I can't tell if this has been reported yet, but it seems this is happening specifically with dynamic routes. If you create a new next.js project with a single pages/index.js file it works correctly. But as soon as I add a pages/[id].js it starts reporting the locale as whatever defaultLocale I have in my next.config.js

Since this seems to be related to the routing, it would be nice to have an option to use localeDetection: true and something like localeRedirection: false

olivierpascal commented 2 years ago

Any updates?

topched commented 2 years ago

Safari does NOT work for us pushing the locale into router.push it always goes back to english.
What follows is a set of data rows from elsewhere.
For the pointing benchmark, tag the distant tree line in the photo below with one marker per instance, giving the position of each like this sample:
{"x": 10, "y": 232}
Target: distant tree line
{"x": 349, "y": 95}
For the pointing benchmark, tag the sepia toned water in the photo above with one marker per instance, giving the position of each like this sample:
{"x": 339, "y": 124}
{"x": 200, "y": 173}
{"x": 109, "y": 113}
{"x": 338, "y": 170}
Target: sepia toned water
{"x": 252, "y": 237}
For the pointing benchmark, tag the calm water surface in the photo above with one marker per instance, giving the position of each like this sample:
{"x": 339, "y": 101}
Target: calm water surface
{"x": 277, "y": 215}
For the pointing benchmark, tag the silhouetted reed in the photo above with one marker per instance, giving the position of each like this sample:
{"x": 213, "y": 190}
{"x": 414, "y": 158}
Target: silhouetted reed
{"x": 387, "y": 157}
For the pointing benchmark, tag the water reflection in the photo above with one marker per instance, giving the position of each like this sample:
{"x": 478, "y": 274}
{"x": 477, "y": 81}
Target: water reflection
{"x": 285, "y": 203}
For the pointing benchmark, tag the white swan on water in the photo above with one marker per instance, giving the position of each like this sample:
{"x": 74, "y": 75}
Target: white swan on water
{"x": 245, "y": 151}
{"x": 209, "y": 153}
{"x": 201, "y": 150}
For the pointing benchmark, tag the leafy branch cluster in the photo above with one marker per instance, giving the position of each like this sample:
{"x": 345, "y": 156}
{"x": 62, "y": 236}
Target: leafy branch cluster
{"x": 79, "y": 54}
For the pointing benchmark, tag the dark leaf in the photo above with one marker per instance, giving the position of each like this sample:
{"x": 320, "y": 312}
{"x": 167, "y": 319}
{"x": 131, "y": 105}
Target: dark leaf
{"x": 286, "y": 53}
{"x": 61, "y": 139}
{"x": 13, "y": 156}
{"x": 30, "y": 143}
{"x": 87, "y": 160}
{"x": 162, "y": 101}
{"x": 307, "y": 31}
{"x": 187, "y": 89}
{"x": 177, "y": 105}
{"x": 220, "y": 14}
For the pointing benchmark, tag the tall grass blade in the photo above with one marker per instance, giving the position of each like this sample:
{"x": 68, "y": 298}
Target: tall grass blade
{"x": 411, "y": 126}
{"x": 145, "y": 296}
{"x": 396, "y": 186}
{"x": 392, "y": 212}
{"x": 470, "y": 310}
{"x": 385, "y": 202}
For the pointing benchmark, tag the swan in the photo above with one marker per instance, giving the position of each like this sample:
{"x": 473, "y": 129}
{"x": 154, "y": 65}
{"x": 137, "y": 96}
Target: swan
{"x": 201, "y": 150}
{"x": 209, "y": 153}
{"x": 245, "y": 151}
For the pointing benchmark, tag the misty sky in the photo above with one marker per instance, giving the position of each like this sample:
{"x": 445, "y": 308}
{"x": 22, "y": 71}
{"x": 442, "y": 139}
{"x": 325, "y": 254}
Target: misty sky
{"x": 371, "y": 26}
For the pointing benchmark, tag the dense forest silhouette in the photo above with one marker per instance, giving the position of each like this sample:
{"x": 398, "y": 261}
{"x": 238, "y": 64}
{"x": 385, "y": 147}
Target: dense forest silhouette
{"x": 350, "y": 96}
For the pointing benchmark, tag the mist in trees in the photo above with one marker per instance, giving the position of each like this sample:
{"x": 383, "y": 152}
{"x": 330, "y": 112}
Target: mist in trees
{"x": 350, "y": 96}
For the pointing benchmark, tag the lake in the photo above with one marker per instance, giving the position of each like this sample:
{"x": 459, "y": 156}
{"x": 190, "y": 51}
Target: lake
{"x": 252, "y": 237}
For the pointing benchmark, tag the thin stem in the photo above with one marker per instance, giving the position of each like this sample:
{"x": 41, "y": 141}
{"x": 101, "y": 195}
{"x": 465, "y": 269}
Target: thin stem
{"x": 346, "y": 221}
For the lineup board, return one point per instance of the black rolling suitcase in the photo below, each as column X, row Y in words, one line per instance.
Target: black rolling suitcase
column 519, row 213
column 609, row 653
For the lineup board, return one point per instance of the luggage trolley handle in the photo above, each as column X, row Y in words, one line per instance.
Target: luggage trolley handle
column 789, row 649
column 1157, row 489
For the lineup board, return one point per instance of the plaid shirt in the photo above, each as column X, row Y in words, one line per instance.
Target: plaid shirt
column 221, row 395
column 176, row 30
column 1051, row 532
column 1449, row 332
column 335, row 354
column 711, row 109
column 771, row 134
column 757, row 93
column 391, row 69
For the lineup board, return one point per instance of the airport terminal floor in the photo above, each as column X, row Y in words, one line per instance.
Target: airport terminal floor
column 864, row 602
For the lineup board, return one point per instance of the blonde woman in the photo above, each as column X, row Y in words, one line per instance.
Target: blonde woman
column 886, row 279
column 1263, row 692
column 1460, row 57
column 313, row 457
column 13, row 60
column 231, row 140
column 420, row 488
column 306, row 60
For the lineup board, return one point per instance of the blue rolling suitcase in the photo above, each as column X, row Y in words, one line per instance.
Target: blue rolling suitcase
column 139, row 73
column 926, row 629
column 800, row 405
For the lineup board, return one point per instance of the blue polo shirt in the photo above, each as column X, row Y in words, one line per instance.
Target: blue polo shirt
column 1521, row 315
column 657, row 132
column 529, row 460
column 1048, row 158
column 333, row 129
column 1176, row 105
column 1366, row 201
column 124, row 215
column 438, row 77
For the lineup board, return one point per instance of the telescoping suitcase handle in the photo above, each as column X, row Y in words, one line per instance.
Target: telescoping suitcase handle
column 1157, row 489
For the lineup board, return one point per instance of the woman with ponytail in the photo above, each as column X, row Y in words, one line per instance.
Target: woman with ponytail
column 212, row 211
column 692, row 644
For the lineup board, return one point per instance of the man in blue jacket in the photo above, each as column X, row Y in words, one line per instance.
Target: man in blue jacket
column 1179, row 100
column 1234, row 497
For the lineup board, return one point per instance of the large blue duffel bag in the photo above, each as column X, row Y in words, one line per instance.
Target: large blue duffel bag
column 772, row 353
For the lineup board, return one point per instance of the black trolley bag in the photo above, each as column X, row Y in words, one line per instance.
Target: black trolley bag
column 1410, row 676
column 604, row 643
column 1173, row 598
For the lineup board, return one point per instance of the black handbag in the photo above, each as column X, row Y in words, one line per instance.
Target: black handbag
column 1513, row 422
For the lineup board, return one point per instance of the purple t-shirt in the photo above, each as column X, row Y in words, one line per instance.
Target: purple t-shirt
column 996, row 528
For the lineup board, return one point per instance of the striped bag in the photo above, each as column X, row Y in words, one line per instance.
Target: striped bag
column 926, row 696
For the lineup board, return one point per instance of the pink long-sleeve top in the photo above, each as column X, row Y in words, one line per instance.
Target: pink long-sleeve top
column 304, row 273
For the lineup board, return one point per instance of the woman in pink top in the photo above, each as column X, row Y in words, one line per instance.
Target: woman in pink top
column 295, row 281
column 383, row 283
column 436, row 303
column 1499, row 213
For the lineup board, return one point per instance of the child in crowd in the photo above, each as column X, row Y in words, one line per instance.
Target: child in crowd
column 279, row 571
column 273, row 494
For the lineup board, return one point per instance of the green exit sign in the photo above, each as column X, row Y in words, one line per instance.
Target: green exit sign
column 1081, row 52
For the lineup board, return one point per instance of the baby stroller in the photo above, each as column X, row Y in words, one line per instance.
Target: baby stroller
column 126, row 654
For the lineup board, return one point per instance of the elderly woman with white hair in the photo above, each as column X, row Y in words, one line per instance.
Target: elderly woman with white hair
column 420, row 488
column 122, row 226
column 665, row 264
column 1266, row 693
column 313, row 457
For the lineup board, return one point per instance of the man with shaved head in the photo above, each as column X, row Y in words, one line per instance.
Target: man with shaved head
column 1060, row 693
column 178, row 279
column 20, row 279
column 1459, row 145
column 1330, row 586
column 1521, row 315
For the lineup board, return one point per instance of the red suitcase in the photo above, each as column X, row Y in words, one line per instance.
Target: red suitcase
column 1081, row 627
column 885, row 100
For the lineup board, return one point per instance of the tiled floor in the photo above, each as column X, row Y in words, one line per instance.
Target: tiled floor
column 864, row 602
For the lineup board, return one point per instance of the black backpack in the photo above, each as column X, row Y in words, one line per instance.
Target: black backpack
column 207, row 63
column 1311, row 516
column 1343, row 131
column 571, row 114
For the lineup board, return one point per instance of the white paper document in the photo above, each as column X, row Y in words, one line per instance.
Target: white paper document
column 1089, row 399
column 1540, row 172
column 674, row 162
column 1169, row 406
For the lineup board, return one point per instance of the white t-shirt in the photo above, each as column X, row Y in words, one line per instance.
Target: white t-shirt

Chrome works just fine. using next v 11.1.2

olivierpascal commented 2 years ago

Here is a simple expression of the problem:

$ curl 'https://mywebsite' -H 'Accept-Language: fr-FR'
Redirecting to /en (308)

$ curl 'https://mywebsite' -H 'Accept-Language: fr'
Redirecting to /fr (307)
timuric commented 2 years ago

One possible workaround is to include all locales, like so:

const es = [
   "es",
   "es-AR",
   "es-BO",
   "es-CL",
   "es-CO",
   "es-CR",
   "es-DO",
   "es-EC",
   "es-ES",
   "es-GT",
   "es-HN",
   "es-MX",
   "es-NI",
   "es-PA",
   "es-PE",
   "es-PR",
   "es-PY",
   "es-SV",
   "es-UY",
   "es-VE"
];

const fr = ["fr", "fr-BE", "fr-CA", "fr-CH", "fr-FR", "fr-LU", "fr-MC"];

const de = ["de", "de-AT", "de-CH", "de-DE", "de-LI", "de-LU"];

const nl = ["nl", "nl-BE", "nl-NL"];

It creates a massive overhead for static page generation though.

I have tested multiple production next websites and unfortunately all of them have this flaw.

It is quite sad that this is a year old issue, I guess it is under reported because it is hard to spot and real users most likely would not report such UX issue.

pozylon commented 2 years ago

@timuric Our bloody workaround was to use _app, add a small hook so there is client-side redirection from / to /de when accpt-language resolves to de* and route is /. But of course it has major downsides

timuric commented 2 years ago

@pozylon

@timuric Our bloody workaround was to use _app, add a small hook so there is client-side redirection from / to /de when accpt-language resolves to de* and route is /. But of course it has major downsides

Haha, we also tried that, but unfortunately it is not bullet proof :(

So far adding all possible locales does the job, but as I mentioned there is a massive overhead that can be a deal breaker for some static paths with many permutations.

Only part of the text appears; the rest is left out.